Britess remit sa capuche et poursuivit sa route, remontant l’avenue. Quelques passants se hâtaient, sans lui prêter la moindre attention. Des hommes et des femmes attendaient que les éléments voulussent bien se calmer, abrités sous des portes cochères. Elle se fit héler à deux reprises, mais Britess ignora les appels.

La place du grand Marché. On l’avait recouverte d’une toiture vaste et bienvenue. À cette heure entre chien et loup, les étals étaient fermés. Un groupe de dix individus, au sec, buvaient et riaient fort. Ils repérèrent Britess. Au vu de son attirail et de sa dégaine, quelconques, ils la laissèrent tranquille.

Que de changements ! Elle ne retrouva aucune des enseignes qu’elle avait connues dans le temps. Beaucoup de gens étaient morts pendant la guerre contre Liotir, ce roi maudit du continent des Territoires, ceci expliquant certainement cela. Elle s’engagea dans la ruelle sombre, un homme sur ses talons.

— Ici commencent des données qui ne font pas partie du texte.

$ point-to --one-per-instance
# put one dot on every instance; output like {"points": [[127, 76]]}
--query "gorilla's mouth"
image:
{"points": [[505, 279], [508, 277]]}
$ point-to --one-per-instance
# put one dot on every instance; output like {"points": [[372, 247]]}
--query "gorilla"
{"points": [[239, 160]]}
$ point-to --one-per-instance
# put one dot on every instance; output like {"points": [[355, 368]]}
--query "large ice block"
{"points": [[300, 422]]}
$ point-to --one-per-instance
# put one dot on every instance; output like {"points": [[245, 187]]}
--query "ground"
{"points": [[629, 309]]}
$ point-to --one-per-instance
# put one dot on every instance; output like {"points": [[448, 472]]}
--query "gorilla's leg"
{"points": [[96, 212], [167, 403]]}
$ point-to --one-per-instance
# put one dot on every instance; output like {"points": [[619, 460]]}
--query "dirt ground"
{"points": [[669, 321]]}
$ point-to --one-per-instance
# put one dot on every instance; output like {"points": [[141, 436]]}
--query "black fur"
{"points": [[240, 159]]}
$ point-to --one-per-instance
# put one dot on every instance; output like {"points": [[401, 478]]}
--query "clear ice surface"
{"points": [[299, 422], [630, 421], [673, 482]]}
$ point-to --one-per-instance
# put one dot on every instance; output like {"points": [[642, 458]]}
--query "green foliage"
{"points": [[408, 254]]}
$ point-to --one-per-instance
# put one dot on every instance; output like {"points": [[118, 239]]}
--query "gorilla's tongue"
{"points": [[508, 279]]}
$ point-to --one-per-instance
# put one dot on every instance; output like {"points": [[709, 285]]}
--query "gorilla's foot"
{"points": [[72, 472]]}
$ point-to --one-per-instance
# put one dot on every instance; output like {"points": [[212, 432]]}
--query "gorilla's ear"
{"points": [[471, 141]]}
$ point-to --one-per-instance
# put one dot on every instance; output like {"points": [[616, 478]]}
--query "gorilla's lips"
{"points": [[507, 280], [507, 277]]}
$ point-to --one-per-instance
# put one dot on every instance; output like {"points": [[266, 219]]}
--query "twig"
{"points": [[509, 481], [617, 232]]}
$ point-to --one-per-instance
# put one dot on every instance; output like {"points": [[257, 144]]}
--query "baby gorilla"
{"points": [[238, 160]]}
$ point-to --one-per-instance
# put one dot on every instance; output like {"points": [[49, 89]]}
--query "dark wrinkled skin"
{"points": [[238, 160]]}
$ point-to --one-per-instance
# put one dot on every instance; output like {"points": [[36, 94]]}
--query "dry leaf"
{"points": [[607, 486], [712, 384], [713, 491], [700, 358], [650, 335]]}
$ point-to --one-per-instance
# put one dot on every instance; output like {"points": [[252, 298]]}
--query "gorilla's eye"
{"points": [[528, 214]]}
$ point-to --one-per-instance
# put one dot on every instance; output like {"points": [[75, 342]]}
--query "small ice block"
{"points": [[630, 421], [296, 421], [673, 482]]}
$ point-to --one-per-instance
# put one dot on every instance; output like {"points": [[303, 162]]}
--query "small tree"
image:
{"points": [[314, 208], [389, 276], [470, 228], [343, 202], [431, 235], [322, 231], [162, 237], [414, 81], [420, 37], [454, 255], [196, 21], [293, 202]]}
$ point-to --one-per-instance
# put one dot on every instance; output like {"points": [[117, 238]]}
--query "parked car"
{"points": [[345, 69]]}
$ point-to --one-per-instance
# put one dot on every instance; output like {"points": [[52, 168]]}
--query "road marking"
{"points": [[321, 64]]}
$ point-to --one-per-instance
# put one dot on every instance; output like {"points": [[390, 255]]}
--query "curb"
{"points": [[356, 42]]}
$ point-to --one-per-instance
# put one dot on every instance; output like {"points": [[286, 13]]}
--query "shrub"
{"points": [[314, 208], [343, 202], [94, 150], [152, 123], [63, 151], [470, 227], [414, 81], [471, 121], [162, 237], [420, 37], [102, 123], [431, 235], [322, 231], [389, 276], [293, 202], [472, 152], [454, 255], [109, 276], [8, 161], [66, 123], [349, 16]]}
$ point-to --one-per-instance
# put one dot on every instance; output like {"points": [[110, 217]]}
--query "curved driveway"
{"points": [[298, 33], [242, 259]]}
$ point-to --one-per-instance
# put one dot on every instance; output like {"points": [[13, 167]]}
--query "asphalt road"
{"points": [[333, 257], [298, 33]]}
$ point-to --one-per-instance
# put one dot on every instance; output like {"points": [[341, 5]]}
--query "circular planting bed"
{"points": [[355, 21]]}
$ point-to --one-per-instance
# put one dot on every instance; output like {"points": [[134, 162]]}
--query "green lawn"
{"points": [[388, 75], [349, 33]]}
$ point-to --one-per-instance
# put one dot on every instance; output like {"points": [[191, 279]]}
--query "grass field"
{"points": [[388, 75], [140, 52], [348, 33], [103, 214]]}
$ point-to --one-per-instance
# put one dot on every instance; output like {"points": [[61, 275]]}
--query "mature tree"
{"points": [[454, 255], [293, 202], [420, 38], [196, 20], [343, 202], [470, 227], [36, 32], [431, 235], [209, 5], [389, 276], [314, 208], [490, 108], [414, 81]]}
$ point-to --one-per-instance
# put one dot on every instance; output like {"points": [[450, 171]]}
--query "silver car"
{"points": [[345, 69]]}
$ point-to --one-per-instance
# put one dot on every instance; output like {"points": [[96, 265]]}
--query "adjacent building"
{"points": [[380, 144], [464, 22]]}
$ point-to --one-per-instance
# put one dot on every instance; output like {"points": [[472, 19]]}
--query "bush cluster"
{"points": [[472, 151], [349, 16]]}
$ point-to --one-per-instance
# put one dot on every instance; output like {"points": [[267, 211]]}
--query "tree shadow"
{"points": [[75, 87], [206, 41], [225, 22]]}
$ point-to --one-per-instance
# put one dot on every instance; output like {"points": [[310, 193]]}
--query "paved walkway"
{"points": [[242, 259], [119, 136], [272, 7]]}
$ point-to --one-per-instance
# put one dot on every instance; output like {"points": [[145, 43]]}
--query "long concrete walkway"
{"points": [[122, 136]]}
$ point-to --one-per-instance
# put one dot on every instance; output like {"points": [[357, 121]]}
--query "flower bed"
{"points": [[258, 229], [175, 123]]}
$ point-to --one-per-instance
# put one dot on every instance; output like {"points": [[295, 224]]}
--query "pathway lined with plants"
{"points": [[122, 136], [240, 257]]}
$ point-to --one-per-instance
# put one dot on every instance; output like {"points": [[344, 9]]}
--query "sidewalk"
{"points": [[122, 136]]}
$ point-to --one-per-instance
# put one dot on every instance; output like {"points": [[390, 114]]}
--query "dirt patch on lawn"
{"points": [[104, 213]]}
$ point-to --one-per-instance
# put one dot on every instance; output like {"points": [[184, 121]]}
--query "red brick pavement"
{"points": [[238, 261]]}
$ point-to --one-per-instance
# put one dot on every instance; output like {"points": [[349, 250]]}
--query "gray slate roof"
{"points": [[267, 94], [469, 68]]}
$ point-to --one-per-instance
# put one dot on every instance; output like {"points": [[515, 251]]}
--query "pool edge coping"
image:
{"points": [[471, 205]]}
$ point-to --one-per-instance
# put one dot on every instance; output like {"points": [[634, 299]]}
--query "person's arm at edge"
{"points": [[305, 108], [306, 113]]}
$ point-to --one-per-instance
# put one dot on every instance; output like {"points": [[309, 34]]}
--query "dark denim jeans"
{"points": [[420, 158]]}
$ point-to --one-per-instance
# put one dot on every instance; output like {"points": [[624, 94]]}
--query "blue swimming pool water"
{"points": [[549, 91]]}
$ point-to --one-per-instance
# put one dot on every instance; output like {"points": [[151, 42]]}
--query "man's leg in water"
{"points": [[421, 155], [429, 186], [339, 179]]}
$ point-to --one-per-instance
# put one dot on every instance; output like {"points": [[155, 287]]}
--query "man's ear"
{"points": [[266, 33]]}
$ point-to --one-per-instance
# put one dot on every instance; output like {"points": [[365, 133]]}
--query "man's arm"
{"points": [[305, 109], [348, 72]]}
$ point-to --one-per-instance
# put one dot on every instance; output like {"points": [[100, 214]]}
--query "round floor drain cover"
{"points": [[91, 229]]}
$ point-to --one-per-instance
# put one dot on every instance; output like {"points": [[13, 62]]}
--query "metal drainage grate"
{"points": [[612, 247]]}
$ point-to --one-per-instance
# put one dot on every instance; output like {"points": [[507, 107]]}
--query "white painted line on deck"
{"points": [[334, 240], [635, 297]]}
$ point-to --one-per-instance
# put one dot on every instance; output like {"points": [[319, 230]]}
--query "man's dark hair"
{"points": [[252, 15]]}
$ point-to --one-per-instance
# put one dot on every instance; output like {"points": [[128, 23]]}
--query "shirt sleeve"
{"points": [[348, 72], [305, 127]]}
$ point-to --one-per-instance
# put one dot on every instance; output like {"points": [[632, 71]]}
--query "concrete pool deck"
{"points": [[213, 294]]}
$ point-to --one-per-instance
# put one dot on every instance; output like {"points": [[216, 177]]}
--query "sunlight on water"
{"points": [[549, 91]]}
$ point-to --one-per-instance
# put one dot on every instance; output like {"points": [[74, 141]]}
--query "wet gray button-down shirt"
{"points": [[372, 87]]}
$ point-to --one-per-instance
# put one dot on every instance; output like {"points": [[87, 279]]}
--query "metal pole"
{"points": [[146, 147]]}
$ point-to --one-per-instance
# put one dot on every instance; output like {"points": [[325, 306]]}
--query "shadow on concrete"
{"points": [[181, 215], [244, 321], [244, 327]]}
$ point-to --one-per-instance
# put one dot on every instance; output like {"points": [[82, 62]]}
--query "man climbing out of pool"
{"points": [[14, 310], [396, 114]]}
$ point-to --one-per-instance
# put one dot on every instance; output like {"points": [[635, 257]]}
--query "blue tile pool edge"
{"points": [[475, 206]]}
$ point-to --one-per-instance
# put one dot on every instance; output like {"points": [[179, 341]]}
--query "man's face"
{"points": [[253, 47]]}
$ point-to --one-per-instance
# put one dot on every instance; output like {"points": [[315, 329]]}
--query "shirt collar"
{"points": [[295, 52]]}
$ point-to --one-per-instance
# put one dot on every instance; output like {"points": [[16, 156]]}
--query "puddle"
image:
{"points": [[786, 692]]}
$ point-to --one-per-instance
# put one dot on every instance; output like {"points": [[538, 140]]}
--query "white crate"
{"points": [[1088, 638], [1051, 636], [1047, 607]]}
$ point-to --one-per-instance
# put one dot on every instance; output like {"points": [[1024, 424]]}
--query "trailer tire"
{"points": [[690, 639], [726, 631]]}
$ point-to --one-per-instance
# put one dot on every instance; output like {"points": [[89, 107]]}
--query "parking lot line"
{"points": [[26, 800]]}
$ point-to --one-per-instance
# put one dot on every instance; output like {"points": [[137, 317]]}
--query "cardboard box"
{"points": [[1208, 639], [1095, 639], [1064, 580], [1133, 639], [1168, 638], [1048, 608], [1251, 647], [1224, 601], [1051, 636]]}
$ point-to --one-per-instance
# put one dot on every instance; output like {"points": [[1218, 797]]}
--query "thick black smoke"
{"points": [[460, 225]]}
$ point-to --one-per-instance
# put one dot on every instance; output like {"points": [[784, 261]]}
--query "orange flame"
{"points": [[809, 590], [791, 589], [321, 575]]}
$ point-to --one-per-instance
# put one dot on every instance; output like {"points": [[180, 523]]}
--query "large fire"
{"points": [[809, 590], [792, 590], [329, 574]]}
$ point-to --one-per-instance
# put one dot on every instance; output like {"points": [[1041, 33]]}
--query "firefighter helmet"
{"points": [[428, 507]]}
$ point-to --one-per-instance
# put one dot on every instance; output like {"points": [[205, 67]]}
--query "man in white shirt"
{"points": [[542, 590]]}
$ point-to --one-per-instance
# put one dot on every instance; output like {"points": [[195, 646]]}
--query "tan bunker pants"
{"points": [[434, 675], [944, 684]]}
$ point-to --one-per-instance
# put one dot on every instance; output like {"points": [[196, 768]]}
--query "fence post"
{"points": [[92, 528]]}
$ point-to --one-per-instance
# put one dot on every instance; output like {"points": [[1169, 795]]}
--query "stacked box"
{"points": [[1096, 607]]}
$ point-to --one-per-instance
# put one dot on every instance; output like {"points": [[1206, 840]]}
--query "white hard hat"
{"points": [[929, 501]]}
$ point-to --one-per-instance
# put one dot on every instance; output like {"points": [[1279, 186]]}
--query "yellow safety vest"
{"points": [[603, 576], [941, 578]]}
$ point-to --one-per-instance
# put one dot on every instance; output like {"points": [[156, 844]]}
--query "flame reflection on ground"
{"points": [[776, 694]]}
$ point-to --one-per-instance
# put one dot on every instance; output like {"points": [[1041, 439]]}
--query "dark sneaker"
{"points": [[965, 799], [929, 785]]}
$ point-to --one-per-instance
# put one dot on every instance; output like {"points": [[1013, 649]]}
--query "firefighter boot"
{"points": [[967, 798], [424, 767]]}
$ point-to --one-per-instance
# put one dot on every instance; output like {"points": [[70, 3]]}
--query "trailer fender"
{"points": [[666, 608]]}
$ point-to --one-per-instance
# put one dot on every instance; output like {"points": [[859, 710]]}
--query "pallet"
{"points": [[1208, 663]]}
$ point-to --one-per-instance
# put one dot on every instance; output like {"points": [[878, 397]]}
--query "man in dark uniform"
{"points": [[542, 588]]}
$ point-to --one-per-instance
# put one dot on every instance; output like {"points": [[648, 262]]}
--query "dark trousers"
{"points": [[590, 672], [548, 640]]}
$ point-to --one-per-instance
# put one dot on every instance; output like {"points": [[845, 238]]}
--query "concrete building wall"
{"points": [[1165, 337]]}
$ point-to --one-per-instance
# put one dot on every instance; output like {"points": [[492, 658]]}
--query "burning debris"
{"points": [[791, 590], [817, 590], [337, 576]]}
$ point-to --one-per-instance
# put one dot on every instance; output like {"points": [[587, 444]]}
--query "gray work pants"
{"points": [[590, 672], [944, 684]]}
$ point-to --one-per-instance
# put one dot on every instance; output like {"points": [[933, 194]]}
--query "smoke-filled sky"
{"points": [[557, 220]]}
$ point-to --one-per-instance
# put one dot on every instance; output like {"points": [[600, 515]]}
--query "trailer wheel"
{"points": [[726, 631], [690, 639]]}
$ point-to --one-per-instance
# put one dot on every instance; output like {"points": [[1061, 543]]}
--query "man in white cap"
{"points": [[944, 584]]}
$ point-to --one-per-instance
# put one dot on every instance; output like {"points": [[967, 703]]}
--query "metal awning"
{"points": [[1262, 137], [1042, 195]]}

La pluie martelait les pavés, étouffant les bruits de pas de son poursuivant. Il accéléra et l’attrapa par le sac, la forçant à plaquer son visage contre le mur rugueux d’une bâtisse.

Britess ne céda pas à la panique, et pivota, se servant de la force de son adversaire pour se libérer. Dans un mouvement fluide elle saisit l’homme par le cou et le propulsa contre les pierres.

Ploc.

Le gars s’affaissa, dans une position grotesque, assommé pour le compte. Britess l’enjamba, sans autre forme de procès, et poursuivit sereinement sa route vers l’auberge de Lilia. Elle s’y engouffra en grimpant quatre marches, avec un soulagement certain.